Some of the figures detailed are likely to reduce further over the coming weeks and months as the BoE’s decision begins to make itself felt. Even now, the best cash rate available is a measly 0.6 per cent, and to obtain this is likely to require substantial investment. 

Mr Tilley explains that despite Sipp bank accounts paying little or no interest, some firms retained an ongoing trail interest, which can be a key component of operating profit. He says that although the base rate reduction was largely passed on by the banks, “this may have impacted business models that cannot rely on interest share as a reliable continuing income”.

Mr Tilley adds that providers should have amended business models to take stock of this, but adds that some will be “hit hard by the latest base rate reduction”.

In any case, investors considering a Sipp as their retirement vehicle should have few concerns about this situation. Generally, the purpose of a Sipp is to generate a suitable and flexible retirement income, with the best strategy investing in long-term assets that aim to produce capital growth or high yields. Therefore, the performance of equity markets is of far greater importance.

Interestingly, the base rate reduction could benefit Sipp providers, as annuity rates that were already at historic lows take a further plunge as a result of falling gilt yields. 

Given that annuities are also decidedly inflexible, many investors looking to secure income may become more hesitant and prefer a more flexible approach, so may hold off securing a guaranteed income as part of a short-term retirement strategy.

Brian Davidson, senior pension proposition manager at Alliance Trust Savings, believes the disadvantage of low guaranteed income will outweigh the benefits in many cases. 
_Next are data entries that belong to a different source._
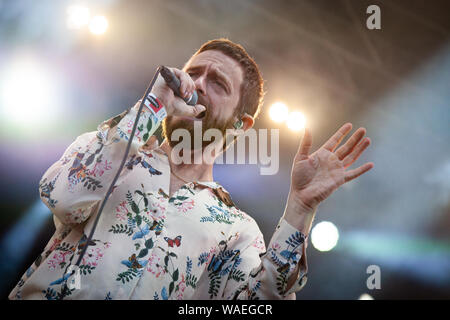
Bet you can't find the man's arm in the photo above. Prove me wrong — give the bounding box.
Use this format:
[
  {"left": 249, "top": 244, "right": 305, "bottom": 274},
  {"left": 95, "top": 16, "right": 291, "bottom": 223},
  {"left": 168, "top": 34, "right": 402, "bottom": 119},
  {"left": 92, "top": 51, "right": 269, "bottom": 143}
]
[{"left": 39, "top": 103, "right": 161, "bottom": 224}]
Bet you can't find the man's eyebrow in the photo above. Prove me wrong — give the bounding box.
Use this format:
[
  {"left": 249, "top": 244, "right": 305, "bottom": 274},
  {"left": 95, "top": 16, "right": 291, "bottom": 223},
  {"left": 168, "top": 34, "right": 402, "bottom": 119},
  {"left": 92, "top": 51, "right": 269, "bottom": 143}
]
[{"left": 186, "top": 66, "right": 231, "bottom": 92}]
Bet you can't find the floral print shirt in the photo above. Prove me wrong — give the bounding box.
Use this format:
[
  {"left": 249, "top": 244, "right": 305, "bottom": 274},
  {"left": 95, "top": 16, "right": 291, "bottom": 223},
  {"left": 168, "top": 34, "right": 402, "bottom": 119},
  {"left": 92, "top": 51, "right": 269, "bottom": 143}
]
[{"left": 9, "top": 103, "right": 307, "bottom": 300}]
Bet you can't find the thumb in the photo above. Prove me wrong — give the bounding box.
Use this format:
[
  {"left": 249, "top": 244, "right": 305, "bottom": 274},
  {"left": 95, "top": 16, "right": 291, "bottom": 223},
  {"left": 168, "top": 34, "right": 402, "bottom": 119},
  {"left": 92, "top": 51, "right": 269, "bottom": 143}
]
[{"left": 193, "top": 104, "right": 206, "bottom": 116}]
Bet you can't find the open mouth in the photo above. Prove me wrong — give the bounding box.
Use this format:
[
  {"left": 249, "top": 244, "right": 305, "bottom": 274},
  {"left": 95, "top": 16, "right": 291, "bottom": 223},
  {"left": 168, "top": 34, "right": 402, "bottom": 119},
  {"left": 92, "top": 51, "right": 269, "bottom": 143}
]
[{"left": 195, "top": 110, "right": 206, "bottom": 119}]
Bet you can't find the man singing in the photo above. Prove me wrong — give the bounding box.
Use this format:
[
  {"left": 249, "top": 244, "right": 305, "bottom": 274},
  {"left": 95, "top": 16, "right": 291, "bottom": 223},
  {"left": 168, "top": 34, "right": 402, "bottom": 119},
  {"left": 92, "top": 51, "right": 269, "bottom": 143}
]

Mr Davidson says, “Advisers will need to consider drawdown as the main means of providing a retirement income for more clients. In the wake of pension freedoms, this puts further pressure on advisers to ensure their clients give serious thought to their likely income needs throughout different stages of retirement and how long they are likely to live.”

Keeping up

Technology plays a key role in almost every human activity and the Sipp industry is no exception. With consumers showing desire to handle and manage financial affairs digitally, providers will need to keep pace to meet this growing demand.